ITEM 6.    EXHIBITS AND REPORTS ON FORM 8-K

         a) Exhibits:

            Exhibit 27, Financial Data Schedule, is filed as an exhibit to this
            report.

            Exhibit 10QQ, contracts related to refinancing debt:

            (a) Multifamily Note dated July 1, 1996, between Davidson Income
                Real Estate, L.P., a Delaware limited partnership and Lehman
                Brothers Holdings, Inc. d/b/a Lehman Capital, a Division of
                Lehman Brothers Holdings, Inc.

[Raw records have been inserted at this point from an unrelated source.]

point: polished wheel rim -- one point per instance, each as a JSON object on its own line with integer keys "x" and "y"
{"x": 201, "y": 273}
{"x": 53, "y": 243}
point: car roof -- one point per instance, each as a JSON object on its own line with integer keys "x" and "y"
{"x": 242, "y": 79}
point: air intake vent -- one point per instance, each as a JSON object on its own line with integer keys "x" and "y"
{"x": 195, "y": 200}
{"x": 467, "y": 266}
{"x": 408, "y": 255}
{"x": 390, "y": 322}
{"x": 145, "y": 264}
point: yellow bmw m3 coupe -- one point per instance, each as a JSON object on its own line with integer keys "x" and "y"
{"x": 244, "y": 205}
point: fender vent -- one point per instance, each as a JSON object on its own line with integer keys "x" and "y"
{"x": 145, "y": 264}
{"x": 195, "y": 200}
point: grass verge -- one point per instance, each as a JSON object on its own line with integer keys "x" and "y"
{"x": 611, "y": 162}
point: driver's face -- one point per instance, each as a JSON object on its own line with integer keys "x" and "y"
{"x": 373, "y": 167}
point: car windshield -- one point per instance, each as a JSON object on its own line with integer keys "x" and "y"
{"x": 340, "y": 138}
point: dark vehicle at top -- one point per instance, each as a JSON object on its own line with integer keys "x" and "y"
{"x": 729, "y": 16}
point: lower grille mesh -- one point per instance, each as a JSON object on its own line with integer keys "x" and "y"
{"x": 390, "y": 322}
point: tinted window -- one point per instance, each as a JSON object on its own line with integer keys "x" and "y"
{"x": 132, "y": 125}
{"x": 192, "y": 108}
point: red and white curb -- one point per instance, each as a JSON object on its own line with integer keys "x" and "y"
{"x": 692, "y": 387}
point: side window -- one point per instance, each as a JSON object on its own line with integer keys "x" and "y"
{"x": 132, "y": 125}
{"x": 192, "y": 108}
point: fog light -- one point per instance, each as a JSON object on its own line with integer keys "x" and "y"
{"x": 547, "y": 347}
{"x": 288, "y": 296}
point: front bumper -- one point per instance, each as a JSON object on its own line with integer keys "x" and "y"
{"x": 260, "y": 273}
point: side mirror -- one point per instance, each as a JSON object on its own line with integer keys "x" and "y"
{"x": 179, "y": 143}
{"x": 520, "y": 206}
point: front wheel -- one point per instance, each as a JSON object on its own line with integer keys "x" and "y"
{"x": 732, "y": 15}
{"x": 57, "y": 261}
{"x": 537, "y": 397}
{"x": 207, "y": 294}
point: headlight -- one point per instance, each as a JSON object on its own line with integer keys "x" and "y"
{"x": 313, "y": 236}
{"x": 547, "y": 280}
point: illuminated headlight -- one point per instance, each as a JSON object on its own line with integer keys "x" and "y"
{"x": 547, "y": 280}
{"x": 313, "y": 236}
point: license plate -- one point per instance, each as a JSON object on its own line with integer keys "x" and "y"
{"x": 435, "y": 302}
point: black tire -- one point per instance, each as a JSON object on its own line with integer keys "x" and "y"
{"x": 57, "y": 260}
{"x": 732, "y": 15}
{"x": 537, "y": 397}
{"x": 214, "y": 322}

            (b) Rider To Multifamily Note dated July 1, 1996, between Davidson
                Income Real Estate, L.P., a Delaware limited partnership and
                Lehman Brothers Holdings, Inc. d/b/a Lehman Capital, a Division
                of Lehman Brothers Holdings, Inc.

         b) Reports on Form 8-K:

            None filed during the quarter ended September 30, 1996.



                                     SIGNATURES

  In accordance with the requirements of the Exchange Act, the registrant
caused this report to be signed on its behalf by the undersigned, thereunto duly
authorized.



                             DAVIDSON INCOME REAL ESTATE, L.P.

                             By: DAVIDSON DIVERSIFIED PROPERTIES, INC.,
                                 as Managing General Partner

                             By:/s/ Carroll D. Vinson
                                Carroll D. Vinson
                                President

                             By:/s/ Robert D. Long, Jr.
                                Robert D. Long, Jr.